His story and actions connect back to Choi Jung-min/Ian Chase, but there are only more questions when we look at this side of the story, too — and lots of them. Ian Chase is cold towards Da-jung, and yet there’s this deep interest in her too that I’m not sure I completely understand yet.
Ian seems more than ever to be Choi Jung-min to me (A.K.A. the guy we knew from early on) who has this sociopathic side, but also this attraction to Da-jung. For a second I wondered if she was indeed his childhood neighbor and perhaps he was avenging her family in some elaborately weird plot… but maybe I’m crazy. And the end of the episodes this week do suggest something that is both bigger and deeper.
But before we get to the ending, there’s that intense moment where Ian corners Da-jung in his room. Previously, he’s given her half a confession, saying he’s curious about her and wants to see her again. When Da-jung politely turns him down, that’s when he gets in her personal space. He’s intense and scary, but he’s also just saved her by literally grabbing the blade of a knife in his bare hands.
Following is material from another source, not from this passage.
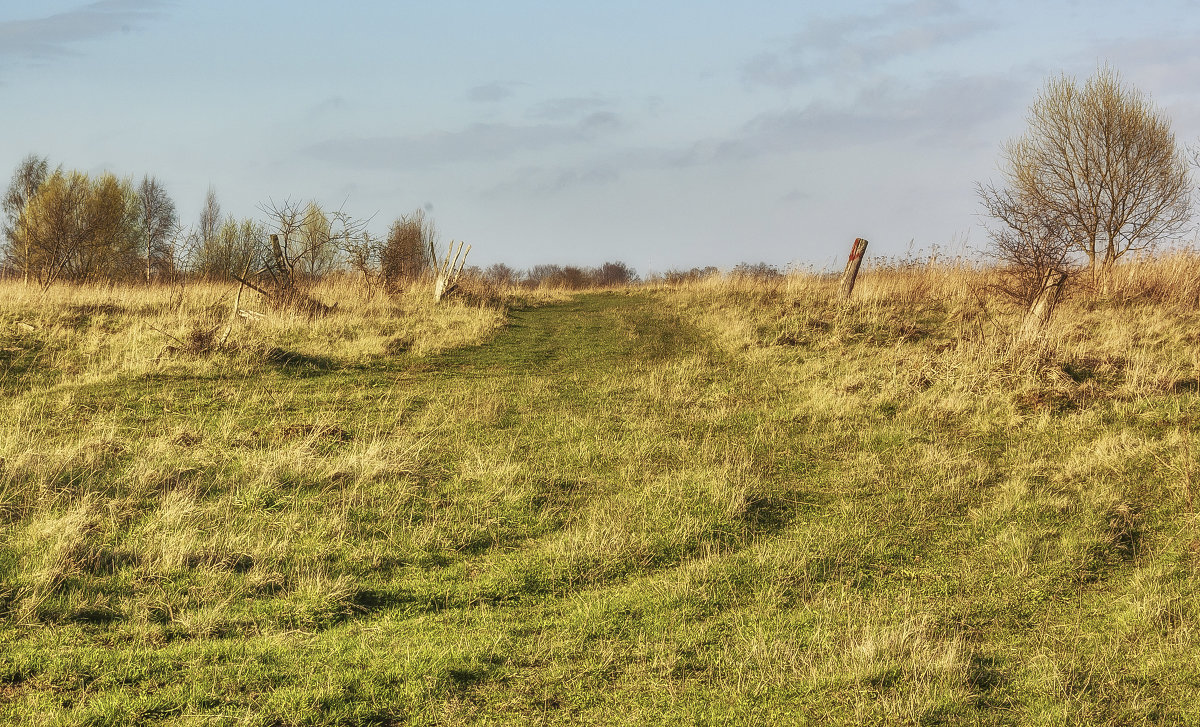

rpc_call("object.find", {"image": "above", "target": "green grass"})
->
[0,281,1200,726]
Ian, what mysteries do you hold?
Then we reach our cliffhanger ending where Ian’s pretty clearly drugged (right!?). When he comes to hours later, there’s a dead woman in his room (right?!). It’s all so vague, so creepy, and so well-done. I don’t usually enjoy getting the creeps, but I love the way You Are My Spring delivers them. Bravo for a really well-paced drama that juggles tones and still feels tight as a ship, and hasn’t lost my interest for a second.